By CAROL COMEGNO
Courier-Post Staff
CAMDEN
Each year, hundreds of veterans who served on the battleship USS New Jersey gather for a reunion, but next year's reunion will have a special attraction close to all their hearts.
Former Navy and Marine crew members will be coming here for their annual convention to hold some of the festivities on the historic ship, now the centerpiece of the newly opened Battleship New Jersey Memorial and Museum on the Delaware River.
Richard Esser of Lorain, Ohio, president of Battleship New Jersey Veterans Inc., came to the Camden Waterfront this week with other officers in his group to begin working out the details.
Esser and other ex-crewmen are filled with anticipation about the event.
"This promises to be the largest gathering of crew members we have ever had. It's going to be very emotional," said Esser, a Korean War cook and machinist, who has followed the saga of the ship for years, as have many of the members.
He said he is hoping 700 to 800 will attend the reunion, planned for Sept. 13-16.

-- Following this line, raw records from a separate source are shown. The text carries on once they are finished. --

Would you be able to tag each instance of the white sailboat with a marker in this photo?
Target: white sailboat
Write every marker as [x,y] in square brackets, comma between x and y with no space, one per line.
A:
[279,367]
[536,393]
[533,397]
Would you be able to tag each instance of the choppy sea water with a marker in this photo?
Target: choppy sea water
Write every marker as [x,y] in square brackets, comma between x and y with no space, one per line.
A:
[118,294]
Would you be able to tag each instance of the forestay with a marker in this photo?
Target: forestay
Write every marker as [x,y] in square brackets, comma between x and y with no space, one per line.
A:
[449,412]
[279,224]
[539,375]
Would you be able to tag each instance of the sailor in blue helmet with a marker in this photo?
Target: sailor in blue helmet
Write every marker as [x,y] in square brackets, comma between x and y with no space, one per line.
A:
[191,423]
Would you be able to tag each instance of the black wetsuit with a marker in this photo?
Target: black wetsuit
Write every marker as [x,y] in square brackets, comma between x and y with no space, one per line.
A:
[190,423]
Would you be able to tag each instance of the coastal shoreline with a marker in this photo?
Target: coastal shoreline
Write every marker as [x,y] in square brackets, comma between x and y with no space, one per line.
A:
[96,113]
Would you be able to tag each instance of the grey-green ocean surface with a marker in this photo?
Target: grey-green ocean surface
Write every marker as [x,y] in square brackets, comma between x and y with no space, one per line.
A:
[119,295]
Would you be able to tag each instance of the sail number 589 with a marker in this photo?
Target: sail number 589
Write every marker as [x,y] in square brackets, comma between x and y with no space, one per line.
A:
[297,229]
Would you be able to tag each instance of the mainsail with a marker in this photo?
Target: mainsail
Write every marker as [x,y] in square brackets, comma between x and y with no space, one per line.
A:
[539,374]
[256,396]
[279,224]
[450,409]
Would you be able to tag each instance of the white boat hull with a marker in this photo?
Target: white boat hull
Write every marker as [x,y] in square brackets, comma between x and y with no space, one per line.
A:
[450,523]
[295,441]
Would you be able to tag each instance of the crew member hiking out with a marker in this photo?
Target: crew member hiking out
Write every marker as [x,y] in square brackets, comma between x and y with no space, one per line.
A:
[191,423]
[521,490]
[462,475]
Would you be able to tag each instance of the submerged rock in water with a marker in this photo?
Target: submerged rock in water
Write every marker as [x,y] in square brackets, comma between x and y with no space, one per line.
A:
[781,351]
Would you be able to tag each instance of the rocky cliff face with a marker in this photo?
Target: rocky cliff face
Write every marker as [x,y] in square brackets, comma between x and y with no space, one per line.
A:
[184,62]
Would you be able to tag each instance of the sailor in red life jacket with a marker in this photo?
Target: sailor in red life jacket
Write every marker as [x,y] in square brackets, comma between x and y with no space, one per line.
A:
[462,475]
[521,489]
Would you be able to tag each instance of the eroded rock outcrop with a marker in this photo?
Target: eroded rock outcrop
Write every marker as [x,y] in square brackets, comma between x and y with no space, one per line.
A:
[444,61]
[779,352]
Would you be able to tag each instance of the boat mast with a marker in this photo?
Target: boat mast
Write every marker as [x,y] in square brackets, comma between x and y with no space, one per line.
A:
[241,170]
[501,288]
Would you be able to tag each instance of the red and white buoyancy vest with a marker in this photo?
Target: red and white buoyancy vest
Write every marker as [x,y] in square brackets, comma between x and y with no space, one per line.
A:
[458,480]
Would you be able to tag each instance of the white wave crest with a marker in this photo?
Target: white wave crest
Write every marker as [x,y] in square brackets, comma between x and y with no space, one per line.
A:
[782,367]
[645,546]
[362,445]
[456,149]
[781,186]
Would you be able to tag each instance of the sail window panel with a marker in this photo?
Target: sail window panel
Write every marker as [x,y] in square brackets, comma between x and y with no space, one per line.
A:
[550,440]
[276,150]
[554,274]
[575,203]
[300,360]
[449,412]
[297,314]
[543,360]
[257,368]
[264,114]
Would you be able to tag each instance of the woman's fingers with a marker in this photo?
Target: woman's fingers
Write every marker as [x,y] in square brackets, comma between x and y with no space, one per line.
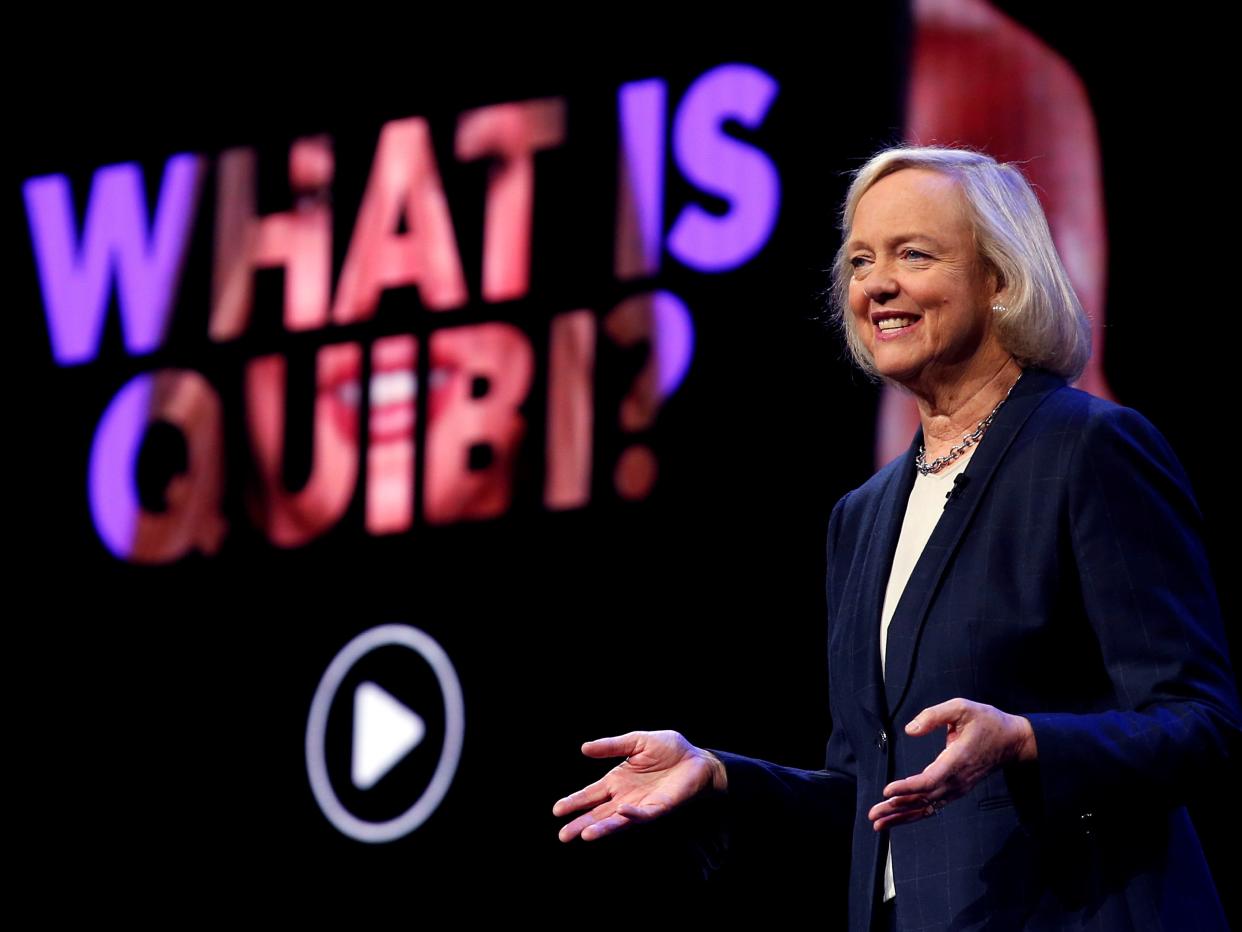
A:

It has been 20 years since the group, now with 1,259 members, has been able to have an event on the ship. The last event was in 1981 when the ship was in Long Beach, Calif., being modernized to add missile and other weapon technology.
The New Jersey - the Navy's most decorated battleship with 19 campaign stars since World War II - is one of four Iowa-class ships that remain the most powerful, fastest and largest in the world. It sailed until 1991, languished in the naval reserve fleet for the next eight years and then was retired and donated as a museum.
Esser, association treasurer Richard McDowell and vice president Fred Adams, both of Port Orange, Fla., were thrilled with the work done by the Home Port Alliance, the nonprofit group operating the ship museum. "Man, they cleaned it up beautiful," said Esser.
McDowell, also a Korean War veteran who did deck maintenance, was equally impressed with the new paint job and restoration work. "I give the ship's volunteers a lot of credit, but you can see there's always more work to be done," he said, lamenting the aging deck that has rotted in places. (It is targeted for replacement.)
They also loved the vista from the ship. "That is a great view of Philadelphia and (the Camden Waterfront)," said World War II veteran Adams, once a gunner and "deck ape," a seaman who swabs and cleans the decks.
Adams, who has circulatory problems and walks with a cane, had to rest several times while walking from the parking lot and around the Tweeter Center to the river promenade. He said the alliance should get a jitney.
Alliance Executive Director Thomas Seigenthaler said the group is refurbishing a small school bus that will be operational soon. He also said pier elevators will be installed before Jan. 1.
"We've been trying for two years to get the ship ready so they can come aboard. It's a perfect time. It's all cleaned up and we want to make it special for them," he said.